No trecho acima, que descreve a energia nuclear, fiz questão de reproduzir conforme publicado pois fiquei com algumas dúvidas, dúvidas que o cientista também tem.

A eficácia da energia nuclear é comprovada, segundo Lovelock, “porque neste exato momento 137 reatores nucleares estão gerando mais de um terço da eletricidade consumida pela Europa Ocidental“. 1/7 da energia mundial são geradas por 438 reatores.

Apesar disso, países da Europa estão desligando suas usinas, outros “estão decididos a não ter geradores de energia nuclear em hipótese alguma“. Apenas França, Bulgária, Romênia e outros países da Europa Central pretendem construir usinas nos próximos anos.

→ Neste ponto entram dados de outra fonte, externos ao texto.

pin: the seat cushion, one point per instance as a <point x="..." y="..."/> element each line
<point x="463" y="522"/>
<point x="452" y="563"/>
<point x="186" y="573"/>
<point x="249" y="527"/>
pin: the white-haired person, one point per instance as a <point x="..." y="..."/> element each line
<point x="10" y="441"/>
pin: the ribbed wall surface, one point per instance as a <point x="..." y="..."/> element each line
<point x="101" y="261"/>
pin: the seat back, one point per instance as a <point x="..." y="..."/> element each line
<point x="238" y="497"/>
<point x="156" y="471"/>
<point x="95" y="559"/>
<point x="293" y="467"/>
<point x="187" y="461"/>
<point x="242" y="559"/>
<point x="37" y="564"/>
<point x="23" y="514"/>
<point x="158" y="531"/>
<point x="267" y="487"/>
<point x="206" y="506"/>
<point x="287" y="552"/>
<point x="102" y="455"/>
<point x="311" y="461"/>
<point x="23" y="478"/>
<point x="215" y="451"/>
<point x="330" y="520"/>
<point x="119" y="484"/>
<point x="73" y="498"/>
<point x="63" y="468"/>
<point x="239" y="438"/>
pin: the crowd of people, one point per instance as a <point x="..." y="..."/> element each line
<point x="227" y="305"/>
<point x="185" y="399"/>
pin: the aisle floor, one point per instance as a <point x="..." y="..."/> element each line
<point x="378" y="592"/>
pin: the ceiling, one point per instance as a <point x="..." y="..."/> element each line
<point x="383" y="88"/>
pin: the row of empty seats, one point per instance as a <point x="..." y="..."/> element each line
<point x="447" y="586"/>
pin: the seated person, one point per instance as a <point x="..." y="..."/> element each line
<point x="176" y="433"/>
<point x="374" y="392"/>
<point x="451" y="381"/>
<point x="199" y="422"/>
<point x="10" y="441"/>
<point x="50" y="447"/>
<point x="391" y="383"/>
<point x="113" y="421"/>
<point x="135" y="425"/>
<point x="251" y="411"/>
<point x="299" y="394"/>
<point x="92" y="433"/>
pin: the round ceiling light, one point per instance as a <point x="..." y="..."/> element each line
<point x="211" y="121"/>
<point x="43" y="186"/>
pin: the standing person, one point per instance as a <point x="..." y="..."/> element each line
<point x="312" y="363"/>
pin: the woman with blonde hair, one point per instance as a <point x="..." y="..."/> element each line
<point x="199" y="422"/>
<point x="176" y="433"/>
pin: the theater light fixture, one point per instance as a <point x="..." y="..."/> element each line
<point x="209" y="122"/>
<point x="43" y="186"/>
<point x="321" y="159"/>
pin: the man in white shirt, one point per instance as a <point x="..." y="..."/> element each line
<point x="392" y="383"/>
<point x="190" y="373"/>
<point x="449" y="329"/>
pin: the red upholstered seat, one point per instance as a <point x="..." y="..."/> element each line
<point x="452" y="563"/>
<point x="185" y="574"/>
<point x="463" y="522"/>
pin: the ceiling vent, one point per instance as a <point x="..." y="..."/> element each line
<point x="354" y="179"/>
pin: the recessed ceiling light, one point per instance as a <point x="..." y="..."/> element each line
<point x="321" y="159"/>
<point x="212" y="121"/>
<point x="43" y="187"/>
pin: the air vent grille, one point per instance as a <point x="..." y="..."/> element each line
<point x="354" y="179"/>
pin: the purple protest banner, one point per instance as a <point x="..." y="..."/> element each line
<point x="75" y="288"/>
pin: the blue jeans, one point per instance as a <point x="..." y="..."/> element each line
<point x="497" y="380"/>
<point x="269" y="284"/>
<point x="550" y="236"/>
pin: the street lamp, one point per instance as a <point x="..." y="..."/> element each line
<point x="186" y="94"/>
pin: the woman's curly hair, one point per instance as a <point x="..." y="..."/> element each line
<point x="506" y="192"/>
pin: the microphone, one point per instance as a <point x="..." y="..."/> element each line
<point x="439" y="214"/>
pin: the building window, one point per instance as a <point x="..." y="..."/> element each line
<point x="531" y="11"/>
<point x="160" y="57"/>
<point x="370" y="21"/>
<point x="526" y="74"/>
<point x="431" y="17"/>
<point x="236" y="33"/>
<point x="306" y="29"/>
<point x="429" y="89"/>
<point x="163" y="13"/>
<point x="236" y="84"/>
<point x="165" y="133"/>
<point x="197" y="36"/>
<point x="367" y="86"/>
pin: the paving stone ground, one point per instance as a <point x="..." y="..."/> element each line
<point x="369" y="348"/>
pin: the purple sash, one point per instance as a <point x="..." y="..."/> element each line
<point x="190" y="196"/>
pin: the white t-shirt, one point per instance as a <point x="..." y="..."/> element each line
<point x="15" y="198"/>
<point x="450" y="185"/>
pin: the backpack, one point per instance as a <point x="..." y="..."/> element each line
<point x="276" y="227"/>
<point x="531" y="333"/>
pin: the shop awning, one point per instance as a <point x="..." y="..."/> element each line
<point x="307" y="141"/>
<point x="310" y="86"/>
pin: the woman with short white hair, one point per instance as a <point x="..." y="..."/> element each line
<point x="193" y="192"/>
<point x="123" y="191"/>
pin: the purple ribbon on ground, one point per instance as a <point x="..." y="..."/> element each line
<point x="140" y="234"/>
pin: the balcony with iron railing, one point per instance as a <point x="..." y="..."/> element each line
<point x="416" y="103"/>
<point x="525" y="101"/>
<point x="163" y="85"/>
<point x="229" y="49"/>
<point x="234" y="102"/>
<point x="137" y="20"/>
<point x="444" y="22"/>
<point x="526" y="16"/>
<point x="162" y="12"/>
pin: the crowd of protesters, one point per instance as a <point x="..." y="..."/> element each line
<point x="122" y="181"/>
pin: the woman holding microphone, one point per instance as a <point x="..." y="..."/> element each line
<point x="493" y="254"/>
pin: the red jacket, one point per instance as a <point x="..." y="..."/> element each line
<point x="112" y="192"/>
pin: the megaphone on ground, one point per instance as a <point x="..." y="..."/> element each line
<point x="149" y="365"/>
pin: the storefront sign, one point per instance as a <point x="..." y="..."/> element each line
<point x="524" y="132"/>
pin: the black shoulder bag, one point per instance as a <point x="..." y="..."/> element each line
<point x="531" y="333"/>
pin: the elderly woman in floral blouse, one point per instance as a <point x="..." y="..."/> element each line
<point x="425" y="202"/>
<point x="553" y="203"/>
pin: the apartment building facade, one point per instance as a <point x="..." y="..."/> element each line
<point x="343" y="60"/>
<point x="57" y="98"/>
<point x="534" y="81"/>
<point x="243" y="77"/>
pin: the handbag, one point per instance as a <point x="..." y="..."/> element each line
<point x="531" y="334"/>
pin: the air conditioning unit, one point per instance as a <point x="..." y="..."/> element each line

E o cientista, fiel defensor do uso da energia nuclear, faz inúmeras observações que eu gostaria de compartilhar com meus leitores: i) estamos expostos a cada minuto à radiação natural, que aumenta em 10% quando dormimos ao lado de um ser humano,  é o dobro quando estamos na praia entre rochas e muito mais se passarmos uma semana numa estação de esqui e mesmo assim convivemos com ela; ii) do total de radiação que estamos expostos, 1% é emitida pelo setor nuclear, 14% pelo emprego de radiação na medicina e o resto é natural; iii) O acidente de Chernobyl, considerados um dos maiores desastres do século, matou 42 pessoas, sendo a maioria bombeiros e funcionários da usina; iv) Seria a França o país mais poluído e sua população estaria condenada, já que 78% de toda energia francesa é produzida por reatores nucleares?; v) 50 anos de operações não militares no Reino Unido produziram 10m3 (tamanho de uma casa pequena) de resíduos, contra 13.700 km3 de dióxido de carbono; vi) o resíduo nem pode ser assim considerado, pois se reprocessado pode ser utilizado novamente como combustível.

Penso que chegou a hora de desmistificar o “monstro” da energia nuclear e poderíamos receber a singela colaboração da imprensa. Principalmente por causa desse trecho: “Quando um conduto de vapor se rompeu em uma usina nuclear japonesa, matando 4 pessoas, em agosto de 2004, as manchetes de jornais de todo o mundo falaram em acidente ‘nuclear’, embora não houvesse qualquer aspecto nuclear envolvido. Apenas duas semanas antes, a explosão de um gasoduto na Bélgica deixou 24 mortos e mais de 130 feridos; fora do país, porém, o acidente teve pouca repercussão.”

Estão convencidos? Talvez nem eu, mas que eu fiquei “com a pulga atrás da orelha”, eu fiquei. Pra terminar, nada melhor que a última frase do artigo de James Lovelock: “Neste mundo elétrico, a energia nuclear é uma centelha de esperança“.